In 2011-2012, dental cavities, or caries, affected 91% of adults aged 20-64 years in the US, exacerbated by consumption of sugary foods and drink, lack of oral hygiene and not paying regular visits to the dentist. For the mouth to stay healthy, pH levels must be neutral. Too much acid can cause dental cavities or other disorders.
Acid in the mouth causes bacteria on the teeth to create more acid, and acid dissolves the teeth.
The research revealed a new strain of bacteria that could keep bad bacteria under control, and pave the way to using probiotics to prevent cavities.Keeping a balanced pH in the mouth
Previous research by the same authors has found that two main compounds are broken down into ammonia, and this helps to neutralize acid in the mouth.

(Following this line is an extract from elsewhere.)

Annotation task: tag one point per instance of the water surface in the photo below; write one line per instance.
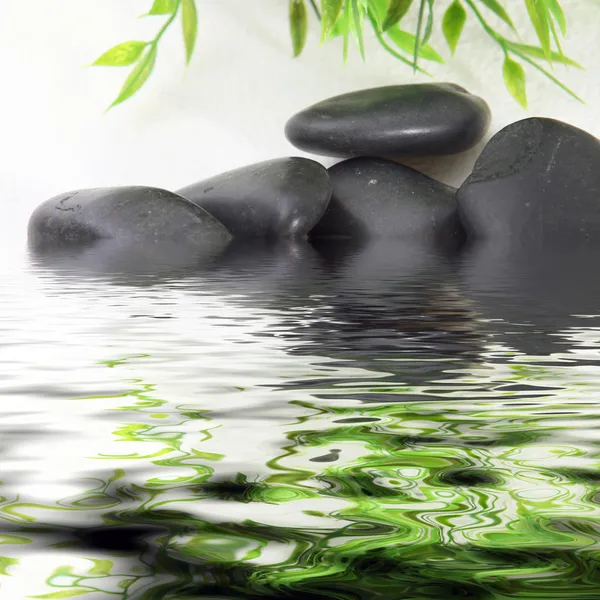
(375, 422)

The two compounds are urea, which everyone secretes in the mouth, and arginine, an amino acid. The researchers already knew that people who had few or no cavities were better at breaking down arginine than those with cavities.
They knew that bacteria were responsible for breaking down these compounds, but did not know which bacteria do this best, or how this activity prevents cavities.
Samples of dental plaque, the bacteria that grow on the surface of teeth and can contribute to the formation of cavities, were collected for the study.
Over 2,000 bacteria were then screened to find the right one. The team characterized 54 bacteria that metabolized arginine. Of these, A12 had all the properties needed to prevent cavities probiotically.
They hope to use the findings to develop a screening tool for people with a higher risk of developing cavities, alongside other factors, such as diet and oral hygiene habits.
Nascimento says that if they can confirm that people with a higher level of A12 develop fewer cavities, A12 could be used to measure for cavity risk.'Good' bacteria to fight the bad
The fact that A12 helps to neutralize acid by metabolizing arginine was not the only discovery. The authors also found that A12 often kills Streptococcus mutans, an especially harmful kind ofl bacteria.
Even when A12 did not kill S. mutans, it hindered it from causing disease by disrupting the processes.
Burne points out that growing A12 and S. mutans together reduced the ability of the bacterium to develop properly or to make biofilms, also known as dental plaque.
S. mutans metabolizes sugar into lactic acid, and this contributes to the acidic conditions that form cavities.
Meanwhile, the researchers hope to carry out a larger study to find more instances of A12, and to test how prevalent bacteria with similar properties are in the human mouth.